Purchasing power only makes sense on a per-capita level; it measures on average what you can by with the sorts of money you can carry. The price will not be the same if the entire country's GDP tried to buy the same goods.
It'd be interesting to colour this map, not by continent, but by {Disputed Territories, Eastasia, Eurasia, Oceania} alignment.
Assuming India as a Commonwealth country counts in Oceania, that leaves Indonesia as the largest "Disputed Territories" member on this graph...
I'm from china. I don't think our country has already exceed USA in economics.Acturally most chinese believe we fall behind USA and Europe coutries far way.
Aren't treemaps most useful when there's a hierarchical relationship. What's the structure here? Feels like a bar chart would have been better.
imo PPP is misleading. 1 public toilet in the US is nothing like 1 public toilet elsewhere. 1 housing unit in the US is nothing like 1 housing unit in China. Nominal GDPs in USD fluctuate in value because they are real. Countries in EU, Russia or China are suddenly relatively less wealthy after adverse currency move.
For the technically inclined, I did this treemap with the open source D3.js (https://d3js.org/d3-hierarchy/treemap) JavaScript library. Great library btw!
Does sum of all GDP/PPP (represented as a big rectangle) even make any sense?
Poland's progress is impressive. We'll soon be seeing British plumbers in Krakow.
The colors are something like continents/regions?
First time I heard about PPP: https://en.wikipedia.org/wiki/Purchasing_power_parity
I wonder how they come up with a common ground between Kuwait and Mexico, it feels incredibly easy to manipulate from the source.

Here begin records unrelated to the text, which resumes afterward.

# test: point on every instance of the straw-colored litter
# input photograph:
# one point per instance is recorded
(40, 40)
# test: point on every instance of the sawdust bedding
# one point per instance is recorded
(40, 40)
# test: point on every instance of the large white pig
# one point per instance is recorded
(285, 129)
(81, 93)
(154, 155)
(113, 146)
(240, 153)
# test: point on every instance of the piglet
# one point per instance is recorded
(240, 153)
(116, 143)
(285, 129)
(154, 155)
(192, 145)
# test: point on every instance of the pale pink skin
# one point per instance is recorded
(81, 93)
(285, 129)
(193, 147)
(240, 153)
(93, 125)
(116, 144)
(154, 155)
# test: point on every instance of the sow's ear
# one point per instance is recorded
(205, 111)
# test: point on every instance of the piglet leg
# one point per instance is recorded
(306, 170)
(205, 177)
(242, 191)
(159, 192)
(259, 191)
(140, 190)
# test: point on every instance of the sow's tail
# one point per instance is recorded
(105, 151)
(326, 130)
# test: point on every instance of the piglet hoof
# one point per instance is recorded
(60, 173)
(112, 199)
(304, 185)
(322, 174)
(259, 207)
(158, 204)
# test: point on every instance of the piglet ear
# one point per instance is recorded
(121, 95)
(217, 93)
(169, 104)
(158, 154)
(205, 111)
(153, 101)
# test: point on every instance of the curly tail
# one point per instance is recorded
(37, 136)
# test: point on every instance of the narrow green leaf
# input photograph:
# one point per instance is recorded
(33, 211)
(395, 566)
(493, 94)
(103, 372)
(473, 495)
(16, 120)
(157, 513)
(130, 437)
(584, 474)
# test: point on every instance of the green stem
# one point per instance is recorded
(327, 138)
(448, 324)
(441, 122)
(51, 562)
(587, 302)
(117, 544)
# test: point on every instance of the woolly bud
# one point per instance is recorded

I guess this is the way dictators see things.
If India gets its shit together it'll push the USA into 3rd place. Japan punching way above its weight.
Measuring GDP adjusted by purchasing power parity, but not per capita, seems like an odd metric.
PPP-adjusted GDP per-capita gives an indication of the level of goods/services affordable by an individual citizen. Total GDP, unadjusted, is an indicator of a country's economic power. What does PPP-adjusted total GDP indicate?